Andrew C Ferguson’s Virtual Free Fringe: 10 reasons to see performance poetry instead of stand up

  1. Comedians have taken over Edinburgh’s Fringe. They’ve commandeered all the big venues, and use up all the advertising space with posters of their big old faces, gurning away like the glum game show hosts half of them actually are.
  2. Poets have been trying to plumb the depths of life’s mysteries with words for centuries. Ali Maloney’s Hydronomicon, for example, which I saw on Saturday night, explores flood myths, squid-based horror, and a looming watery world-end in an hour of fathoms-deep word play and performance. It’s also funny in bits, in a dark bouffon-ish way. In contrast, you could walk through most stand ups’ profoundest thoughts without getting your ankles wet.
  3. Stand up comedy shows cost a mint, leaving you less money for a decent rioja afterwards. Ali (and his stablemates in Shift/ A Best of Spoken Word) set you back a mere six quid.
  4. Poets have a greater verbal range. Here’s Ali’s pitch, for example: ‘Lovecraftian death burlesques, apocalypse rap; a bouffon mystery.’ Here’s what will likely be the opening line of most stand ups that have been on the telly: ‘Fucking Edinburgh! It’s fucking great to be here for the fucking Fringe. I fucking love it here. It’s fucking full of fucking Scots fuckers. So what about that fucking referendum then, eh?’
  5. At a stand up comedian’s show, you’ll either be sat beside someone who’s more lagered up than you are, and laughs like a baboon on helium every time the comedian says the word ‘fucking,’ or someone who’s less lagered up than you and is, frankly, a bit disappointed that the comedian, who seemed so funny on that panel show, has to say the word ‘fucking’ twice in every sentence.
  6. In case you’ve developed an allergy to poetry after forced overdosing on Philip Larkin at school, this isn’t like that. It isn’t like William McGonagall either, or that woman down the road who insists on reading a twelve page epic about the death of her golden retriever at every open mic night you’ve ever been at. Ali (and stablemates Bram Gieben, Rachel McCrum and Jenny Lindsay) are the absolute cream of Scotland’s performance poetry scene, combining wordplay and performance in a way that actually can sometimes resemble stand up. Except the words are better put together.
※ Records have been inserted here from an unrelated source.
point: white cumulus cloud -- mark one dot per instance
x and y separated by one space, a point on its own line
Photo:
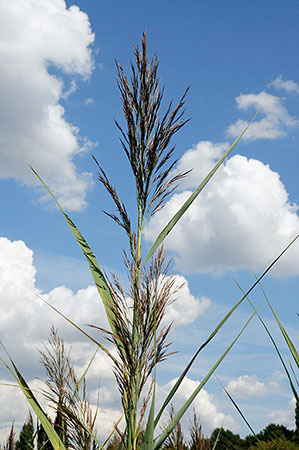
30 319
289 86
205 406
35 35
274 122
241 220
249 385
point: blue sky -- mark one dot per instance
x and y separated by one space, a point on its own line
59 102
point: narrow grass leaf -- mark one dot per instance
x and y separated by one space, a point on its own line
51 433
167 229
295 376
213 334
240 412
97 274
186 405
283 331
105 350
217 438
275 346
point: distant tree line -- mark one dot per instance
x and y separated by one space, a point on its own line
74 421
274 437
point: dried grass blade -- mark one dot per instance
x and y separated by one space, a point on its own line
97 274
84 374
186 405
51 433
105 350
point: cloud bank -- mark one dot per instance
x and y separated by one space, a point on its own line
242 220
36 36
30 318
274 123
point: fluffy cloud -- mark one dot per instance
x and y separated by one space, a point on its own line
242 220
204 405
23 312
284 416
186 308
249 385
275 121
35 35
287 85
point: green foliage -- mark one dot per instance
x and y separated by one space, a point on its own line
227 440
26 439
277 444
135 315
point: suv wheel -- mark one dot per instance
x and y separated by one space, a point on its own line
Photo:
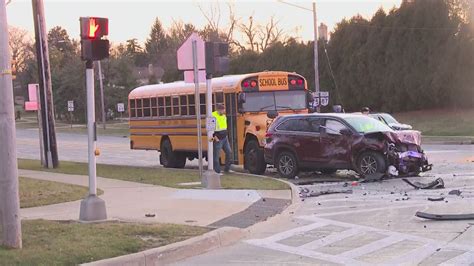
370 163
286 165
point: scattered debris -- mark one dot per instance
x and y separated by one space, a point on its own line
374 177
392 171
438 183
445 217
456 192
305 193
436 199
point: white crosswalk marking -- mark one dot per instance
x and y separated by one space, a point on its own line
426 247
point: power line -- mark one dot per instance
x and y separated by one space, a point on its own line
297 6
403 28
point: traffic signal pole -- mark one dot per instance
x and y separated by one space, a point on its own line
9 198
92 207
212 179
93 48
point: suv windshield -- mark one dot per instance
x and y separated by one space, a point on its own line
389 119
366 124
265 101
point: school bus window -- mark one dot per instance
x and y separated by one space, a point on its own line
219 97
184 104
154 108
168 106
161 106
175 105
203 103
191 104
146 107
139 108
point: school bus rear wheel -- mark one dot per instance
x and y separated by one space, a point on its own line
170 158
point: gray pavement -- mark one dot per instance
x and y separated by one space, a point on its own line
129 201
375 225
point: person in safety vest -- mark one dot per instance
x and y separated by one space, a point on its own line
221 141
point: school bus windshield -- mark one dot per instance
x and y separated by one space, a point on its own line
276 100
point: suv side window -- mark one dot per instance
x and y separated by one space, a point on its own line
299 125
315 124
333 127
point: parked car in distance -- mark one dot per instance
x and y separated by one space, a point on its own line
333 141
390 121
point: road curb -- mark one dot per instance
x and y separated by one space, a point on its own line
220 237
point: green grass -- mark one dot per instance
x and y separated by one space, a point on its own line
35 192
157 176
71 243
113 128
440 122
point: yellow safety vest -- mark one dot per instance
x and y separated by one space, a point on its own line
221 121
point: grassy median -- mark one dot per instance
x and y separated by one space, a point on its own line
34 192
71 243
157 176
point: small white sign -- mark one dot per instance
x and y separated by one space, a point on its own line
324 101
120 107
70 106
211 124
316 102
324 94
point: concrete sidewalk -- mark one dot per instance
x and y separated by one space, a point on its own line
130 201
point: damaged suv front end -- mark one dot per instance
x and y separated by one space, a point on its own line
401 149
404 152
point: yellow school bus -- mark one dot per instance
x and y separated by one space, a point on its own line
163 117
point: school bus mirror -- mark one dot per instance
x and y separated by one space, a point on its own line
272 114
241 98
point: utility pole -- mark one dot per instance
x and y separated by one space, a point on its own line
46 92
9 198
102 105
316 67
197 103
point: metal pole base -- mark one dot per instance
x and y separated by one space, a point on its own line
211 180
92 209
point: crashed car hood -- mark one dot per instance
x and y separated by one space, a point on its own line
406 136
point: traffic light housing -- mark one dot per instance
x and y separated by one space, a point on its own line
93 45
217 58
13 69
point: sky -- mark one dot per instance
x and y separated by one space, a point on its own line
130 19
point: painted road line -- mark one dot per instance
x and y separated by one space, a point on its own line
332 238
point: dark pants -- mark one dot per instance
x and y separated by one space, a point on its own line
218 145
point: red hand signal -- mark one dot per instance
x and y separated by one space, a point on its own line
92 28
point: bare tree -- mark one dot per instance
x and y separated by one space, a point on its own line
270 34
250 32
21 47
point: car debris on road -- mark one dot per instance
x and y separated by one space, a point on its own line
445 217
306 193
436 184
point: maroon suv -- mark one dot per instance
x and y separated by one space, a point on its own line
329 142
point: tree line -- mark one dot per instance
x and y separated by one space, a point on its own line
417 56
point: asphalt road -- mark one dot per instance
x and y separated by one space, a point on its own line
374 225
116 150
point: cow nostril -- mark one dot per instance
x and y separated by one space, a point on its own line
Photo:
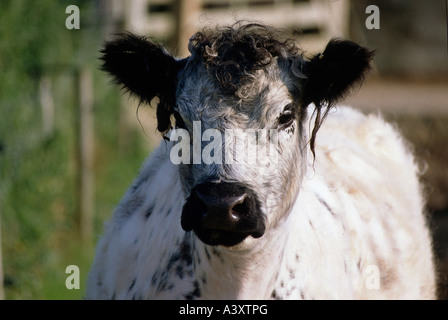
240 207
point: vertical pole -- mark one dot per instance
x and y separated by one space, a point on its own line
2 278
186 15
85 154
47 105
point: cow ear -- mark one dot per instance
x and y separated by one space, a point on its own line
145 70
331 74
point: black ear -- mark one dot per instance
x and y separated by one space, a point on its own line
145 70
332 74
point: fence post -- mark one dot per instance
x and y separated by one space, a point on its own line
85 153
2 278
186 15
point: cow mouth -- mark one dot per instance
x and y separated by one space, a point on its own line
215 237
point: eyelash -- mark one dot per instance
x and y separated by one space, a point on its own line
179 121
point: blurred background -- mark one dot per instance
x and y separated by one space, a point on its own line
71 143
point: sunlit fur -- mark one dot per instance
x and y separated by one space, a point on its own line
346 223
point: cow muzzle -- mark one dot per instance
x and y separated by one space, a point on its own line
223 213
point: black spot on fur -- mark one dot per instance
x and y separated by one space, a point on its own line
274 295
196 293
149 211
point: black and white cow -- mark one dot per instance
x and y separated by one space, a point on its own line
340 216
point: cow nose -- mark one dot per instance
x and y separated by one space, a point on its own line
222 213
224 209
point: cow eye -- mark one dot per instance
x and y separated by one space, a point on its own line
179 121
286 118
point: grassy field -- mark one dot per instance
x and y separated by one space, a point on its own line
38 168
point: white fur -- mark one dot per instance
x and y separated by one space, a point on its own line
359 210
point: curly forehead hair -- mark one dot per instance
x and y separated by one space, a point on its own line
232 54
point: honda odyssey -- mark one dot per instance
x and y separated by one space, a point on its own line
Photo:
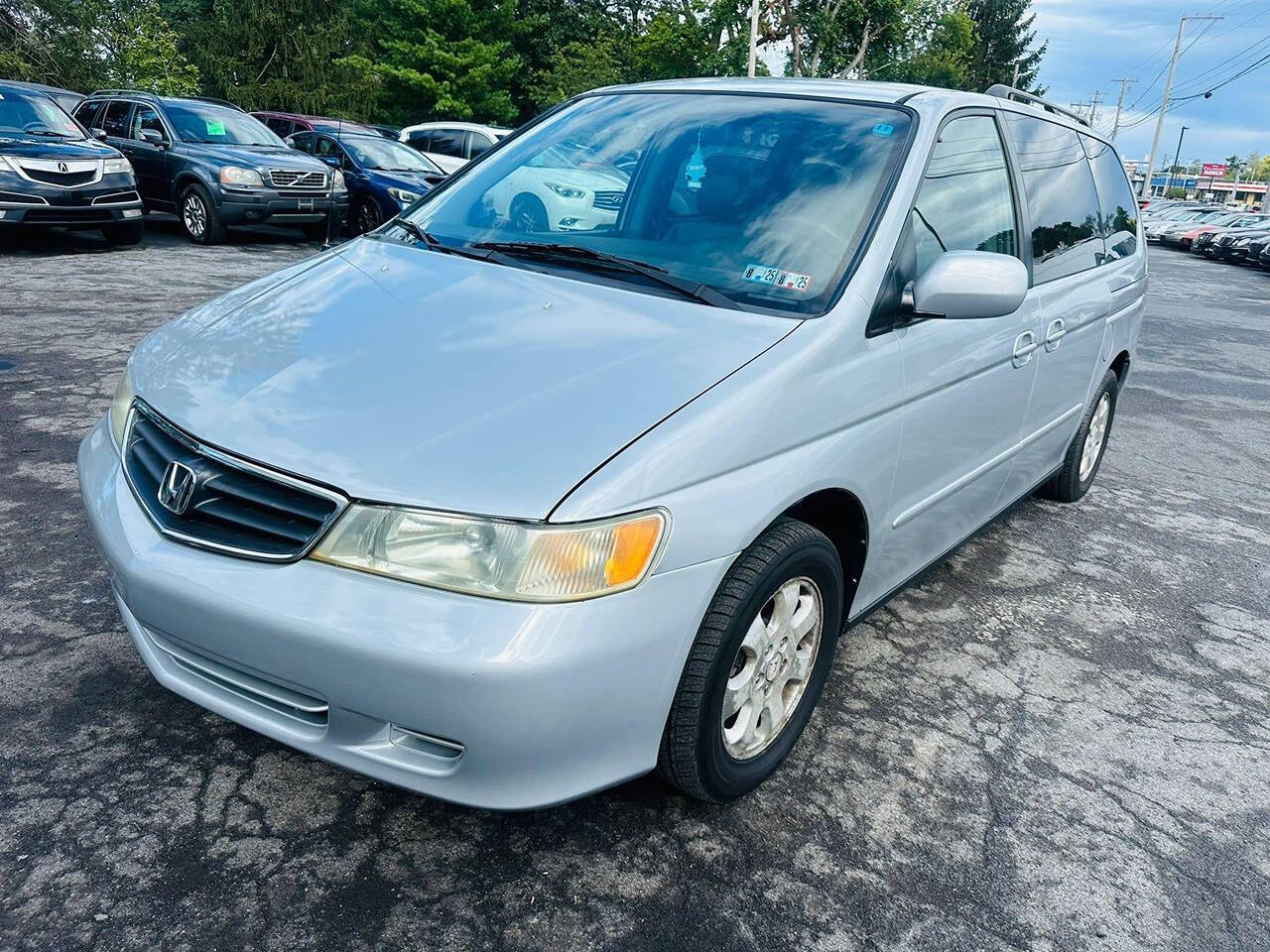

And the performance is ten times more dramatic. And they don’t rely on tired old gags about how it’s hard to work an iPhone properly.
  7. They’re local. Even if they weren’t local originally, they are now (well, Bram lives in Glasgow, but he is over here a lot). Most comedians aren’t. Doesn’t make them bad people. Just saying.
  8. You can go for a drink with the performer afterwards (okay, so I know Ali personally, so that helps, but even if you didn’t, he’s such a personable guy you totally could anyway). I was in a bar in the Cowgate once and Paul Merton shouldered me out of the way to get served first at the bar. He’s a big fucker, I’ll give him that.
  9. The  comedians have taken over the biggest, most corporate venues to maximise income: so your night will be spent wedged at the back in a too-small bucket seat between the lagered up baboon on helium, and the unlagered one muttering about the excessive use of that word. On the other hand, Ali and the rest are performing in the atmospheric Cairns Lecture Theatre at Summerhall, which is so intimate you could practically reach out and touch the performer. Or, indeed, the performer could reach out and touch you, as Ali did to several audience members on a rampaging, preacher-stylee segment of his show (but only in a totally appropriate – in the circumstances – laying on of hands kind of way). You wouldn’t get Paul Merton touching you, not unless you were standing between him and his next pint of John Smith’s.
  10. The best of the comedy stuff will be on the telly anyway, so you can watch it from the comfort of your own couch, in easy reach of a reasonably priced rioja.